YOUR SOLIN GENERATED RECIPE
Grilled Chicken Breast with Quinoa and Roasted Broccoli
Lemon-garlic marinated chicken breast grilled to perfection, served alongside fluffy quinoa and tender roasted broccoli with a smoky char.
INGREDIENTS
5.5 oz Chicken Breast, boneless and skinless
1/2 cup cooked Quinoa
1.5 cups Broccoli florets
1 tbsp Extra Virgin Olive Oil
1 tbsp fresh Lemon Juice
1 clove Garlic, minced
PREPARATION
Whisk the lemon juice, minced garlic, and half of the olive oil in a small bowl, then toss with the chicken breast to marinate for at least 15 minutes.
Preheat your oven to 400°F and toss the broccoli florets with the remaining olive oil and a pinch of sea salt.

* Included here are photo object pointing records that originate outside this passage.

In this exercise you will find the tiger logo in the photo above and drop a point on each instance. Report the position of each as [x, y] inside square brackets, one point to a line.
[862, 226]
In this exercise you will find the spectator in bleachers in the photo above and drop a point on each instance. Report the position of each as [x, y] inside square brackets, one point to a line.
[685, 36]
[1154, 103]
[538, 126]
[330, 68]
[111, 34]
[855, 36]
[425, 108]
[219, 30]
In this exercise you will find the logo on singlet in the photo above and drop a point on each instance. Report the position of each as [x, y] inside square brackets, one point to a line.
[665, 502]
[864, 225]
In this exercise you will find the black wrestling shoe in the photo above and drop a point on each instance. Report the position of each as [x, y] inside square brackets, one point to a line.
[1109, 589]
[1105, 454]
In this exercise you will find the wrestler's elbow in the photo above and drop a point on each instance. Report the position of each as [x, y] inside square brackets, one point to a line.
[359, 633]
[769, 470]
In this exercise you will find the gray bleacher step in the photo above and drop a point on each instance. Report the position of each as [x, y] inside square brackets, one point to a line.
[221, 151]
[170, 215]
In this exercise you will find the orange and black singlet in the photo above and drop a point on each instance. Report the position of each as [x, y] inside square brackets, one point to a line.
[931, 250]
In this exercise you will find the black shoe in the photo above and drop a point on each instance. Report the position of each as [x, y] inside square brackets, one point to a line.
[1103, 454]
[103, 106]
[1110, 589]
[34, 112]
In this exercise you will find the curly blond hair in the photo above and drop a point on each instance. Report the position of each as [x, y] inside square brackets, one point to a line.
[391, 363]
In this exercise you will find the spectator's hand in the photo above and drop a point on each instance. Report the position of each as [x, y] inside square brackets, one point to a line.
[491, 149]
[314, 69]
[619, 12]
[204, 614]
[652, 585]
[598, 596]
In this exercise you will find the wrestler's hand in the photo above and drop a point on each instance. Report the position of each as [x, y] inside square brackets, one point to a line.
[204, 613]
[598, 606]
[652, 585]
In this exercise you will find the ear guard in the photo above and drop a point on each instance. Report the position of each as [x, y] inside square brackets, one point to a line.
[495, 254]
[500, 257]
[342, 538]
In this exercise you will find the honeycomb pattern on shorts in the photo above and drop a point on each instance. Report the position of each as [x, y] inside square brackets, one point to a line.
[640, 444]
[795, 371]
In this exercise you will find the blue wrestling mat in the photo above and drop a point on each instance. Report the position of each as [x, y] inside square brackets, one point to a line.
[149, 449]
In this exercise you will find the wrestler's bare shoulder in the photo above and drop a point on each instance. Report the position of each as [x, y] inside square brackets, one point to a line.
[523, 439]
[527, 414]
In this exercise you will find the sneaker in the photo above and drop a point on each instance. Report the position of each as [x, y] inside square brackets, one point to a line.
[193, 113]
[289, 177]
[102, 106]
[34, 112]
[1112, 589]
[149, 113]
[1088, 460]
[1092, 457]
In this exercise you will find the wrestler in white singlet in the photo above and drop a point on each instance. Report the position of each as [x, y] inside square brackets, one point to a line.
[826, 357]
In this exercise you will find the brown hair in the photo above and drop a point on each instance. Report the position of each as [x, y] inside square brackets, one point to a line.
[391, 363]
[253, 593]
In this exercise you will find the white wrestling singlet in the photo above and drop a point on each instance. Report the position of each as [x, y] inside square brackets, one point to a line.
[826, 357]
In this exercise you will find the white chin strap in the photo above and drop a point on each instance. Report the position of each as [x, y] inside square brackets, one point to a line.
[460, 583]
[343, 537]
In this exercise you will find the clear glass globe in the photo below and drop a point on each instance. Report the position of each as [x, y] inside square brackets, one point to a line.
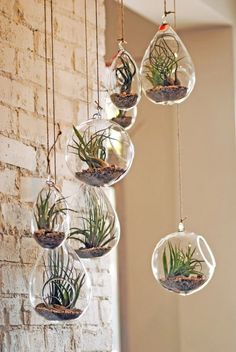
[167, 70]
[95, 228]
[124, 85]
[183, 263]
[50, 222]
[124, 118]
[99, 152]
[60, 288]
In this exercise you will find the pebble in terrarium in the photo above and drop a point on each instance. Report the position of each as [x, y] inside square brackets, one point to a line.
[95, 228]
[60, 288]
[99, 152]
[182, 262]
[124, 118]
[50, 222]
[125, 86]
[167, 71]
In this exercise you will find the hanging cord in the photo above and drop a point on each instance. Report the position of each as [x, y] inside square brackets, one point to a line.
[86, 56]
[179, 164]
[166, 12]
[46, 82]
[99, 108]
[122, 23]
[55, 137]
[180, 176]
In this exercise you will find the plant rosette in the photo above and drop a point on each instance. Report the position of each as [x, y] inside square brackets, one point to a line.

Spread the broccoli on a parchment-lined baking sheet and roast for 15-20 minutes until the edges are tender and slightly charred.
While the broccoli roasts, prepare the quinoa by bringing water to a boil and simmering until the grains are translucent and fluffy.
Heat a grill pan or outdoor grill over medium-high heat and cook the chicken for 6-7 minutes per side until the internal temperature reaches 165°F.
Let the chicken rest for 5 minutes before slicing and serving over the bed of quinoa with the roasted broccoli on the side.